¿Qué es?

El Acompañamiento Terapéutico de Vínculo Extensivo (ATVE) es un método diseñado para acompañar a personas en su proceso de recuperación de adicciones comportamentales.
Combina la profundidad del vínculo humano con la continuidad y la flexibilidad que permiten los medios tecnológicos.

A diferencia de los modelos convencionales, el ATVE entiende que la transformación personal requiere presencia emocional sostenida, escucha activa y acompañamiento constante más allá del espacio clínico o de la sesión presencial.

Una nueva forma de acompañar

El ATVE propone una presencia terapéutica que trasciende las paredes del consultorio y se mantiene viva en la cotidianidad del acompañamiento.
A través de una comunicación continua, humana y empática, el acompañante ofrece un apoyo real en momentos de vulnerabilidad, evitando recaídas y fortaleciendo los procesos de autorregulación emocional.

Este método no sustituye las intervenciones psicológicas o médicas, sino que se integra de manera complementaria con ellas, reforzando su eficacia mediante un seguimiento humano, ético y cercano.

¿A quién va dirigido?

Consultantes que necesitan un apoyo emocional sostenido en momentos críticos.

Principios fundamentales del ATVE

Vínculo terapéutico extendido
El proceso no se limita a la sesión presencial: se amplía a la vida cotidiana del consultante mediante el uso de mensajería, llamadas y audios, creando una presencia simbólica y afectiva constante.

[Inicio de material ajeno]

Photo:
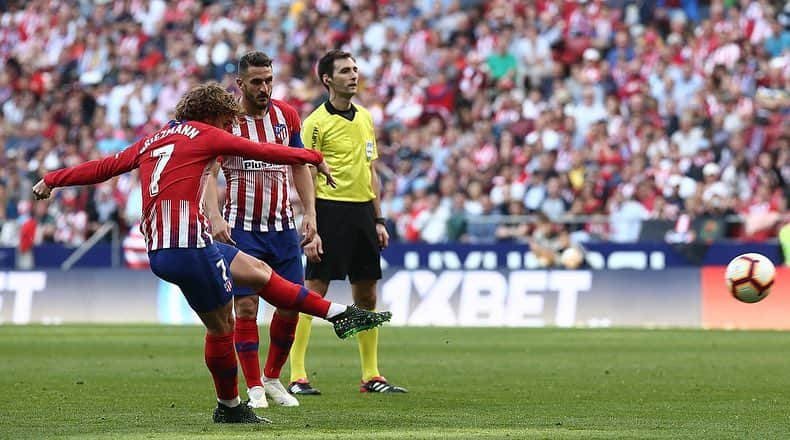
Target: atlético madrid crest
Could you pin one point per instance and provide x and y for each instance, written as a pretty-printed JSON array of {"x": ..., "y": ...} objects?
[{"x": 279, "y": 130}]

Presencia emocional sostenida
La persona en proceso de recuperación necesita un apoyo confiable y accesible en momentos de vulnerabilidad. El ATVE garantiza esa presencia emocional en tiempo real.

Integración clínica
El ATVE no sustituye otros tratamientos psicológicos o médicos, sino que se integra de manera complementaria y coordinada dentro de un enfoque integral.

Visión antropológica unitaria
Concibe a la persona como un ser único, con dignidad plena, integrando armónicamente lo somático, lo psíquico y lo espiritual

Una comunicación que acompaña de verdad

El ATVE establece un doble escenario de comunicación:

  1. Una primera sesión presencial de acogida y vínculo.
  2. Un contacto progresivo y constante mediante tecnologías (mensajería, llamadas, audios, video breves).

Este acompañamiento no es ocasional, sino un seguimiento activo, diseñado para ayudar al consultante a reconocer sus emociones, prevenir recaídas y desarrollar autorregulación emocional.

“El vínculo no es solo clínico, es humano. El ATVE ofrece un espejo afectivo que ayuda a contener, clarificar y transformar la experiencia interna.